We open with a shot of a snow-covered forest while a man recites the Lord’s Prayer, and the camera slowly pulls back to reveal the crosshairs of a rifle aimed at a deer through the trees. This evocative opening is a strong prologue to the film, introducing the intertwining between religion and violence that continues throughout the film. Characters pray before committing acts of atrocity, they ramble about wars with God, and there are crucifixes hanging all over this movie.
The two men hunting together were father and son, and when they arrive home they package the meat and bring some with them to Thanksgiving with their at the neighbor’s house. The Dovers (Hugh Jackman & Mario Bello) have two kids about the same age as their friends the Birchs (Terrence Howard & Viola Davis), and the two families enjoy a nice Thanksgiving Day together. The two young girls Anna and Joy innocently ask if they can run over to the Dover household, and the parents’ main concern is that the girls wear hats to keep warm. Little do they know that this might be the last time they ever see their daughters, as little Anna and Joy go missing that afternoon.
Making matters more complicated with a dark discovery in the house of an alcoholic priest who claims to know about child abduction, and the later appearance of a disturbing figure at a candlelit vigil for the girls. Loki pursues many leads but the film takes so many twists and turns that we don’t see the end coming until it is already near upon us. Prisoners is also loaded with tension so strong many will remain at the edge of their seat, pulses still pounding long after the credits roll.
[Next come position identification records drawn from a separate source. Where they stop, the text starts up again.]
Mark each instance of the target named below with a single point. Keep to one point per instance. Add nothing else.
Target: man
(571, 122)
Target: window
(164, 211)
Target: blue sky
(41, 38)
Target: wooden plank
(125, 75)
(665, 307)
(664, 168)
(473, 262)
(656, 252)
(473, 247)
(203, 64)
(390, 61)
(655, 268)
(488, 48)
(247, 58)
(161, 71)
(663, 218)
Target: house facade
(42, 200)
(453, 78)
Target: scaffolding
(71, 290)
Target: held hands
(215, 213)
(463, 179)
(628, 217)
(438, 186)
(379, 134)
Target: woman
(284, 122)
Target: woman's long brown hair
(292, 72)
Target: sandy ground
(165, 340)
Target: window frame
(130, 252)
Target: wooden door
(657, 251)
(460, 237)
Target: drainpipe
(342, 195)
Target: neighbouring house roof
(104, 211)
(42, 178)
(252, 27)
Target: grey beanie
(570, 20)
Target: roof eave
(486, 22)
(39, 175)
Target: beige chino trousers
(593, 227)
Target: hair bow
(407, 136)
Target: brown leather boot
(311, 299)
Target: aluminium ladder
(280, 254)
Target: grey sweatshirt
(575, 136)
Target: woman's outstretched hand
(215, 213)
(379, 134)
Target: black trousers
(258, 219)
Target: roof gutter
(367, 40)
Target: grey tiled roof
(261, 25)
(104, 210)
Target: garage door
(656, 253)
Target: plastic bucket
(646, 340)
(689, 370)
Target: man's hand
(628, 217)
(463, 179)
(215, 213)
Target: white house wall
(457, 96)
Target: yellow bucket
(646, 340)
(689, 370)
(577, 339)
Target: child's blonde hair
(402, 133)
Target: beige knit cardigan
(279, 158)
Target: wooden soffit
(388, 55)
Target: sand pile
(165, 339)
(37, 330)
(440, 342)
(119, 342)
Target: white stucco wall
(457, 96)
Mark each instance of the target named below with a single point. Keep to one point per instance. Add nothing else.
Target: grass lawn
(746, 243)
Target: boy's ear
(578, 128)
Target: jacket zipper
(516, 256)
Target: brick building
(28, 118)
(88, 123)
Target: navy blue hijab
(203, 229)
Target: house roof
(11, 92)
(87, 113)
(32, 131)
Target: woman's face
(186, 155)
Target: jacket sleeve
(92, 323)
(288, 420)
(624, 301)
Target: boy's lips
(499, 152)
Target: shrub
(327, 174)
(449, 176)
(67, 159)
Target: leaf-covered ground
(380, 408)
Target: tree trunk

A superbly made film, Prisoners justifies every bit of its 153-minute runtime, as the plot thickens and tensions rise. Denis Villeneuve directs with an eye for style and the intensity reminiscent of a younger David Fincher. His lead actors all give stellar performances, but Jackman’s forceful lead is the most memorable. While it isn’t without flaw, Prisoners is certainly a more than respectful addition to the kidnapping thriller genre, and I eagerly await Villeneuve’s next English language feature.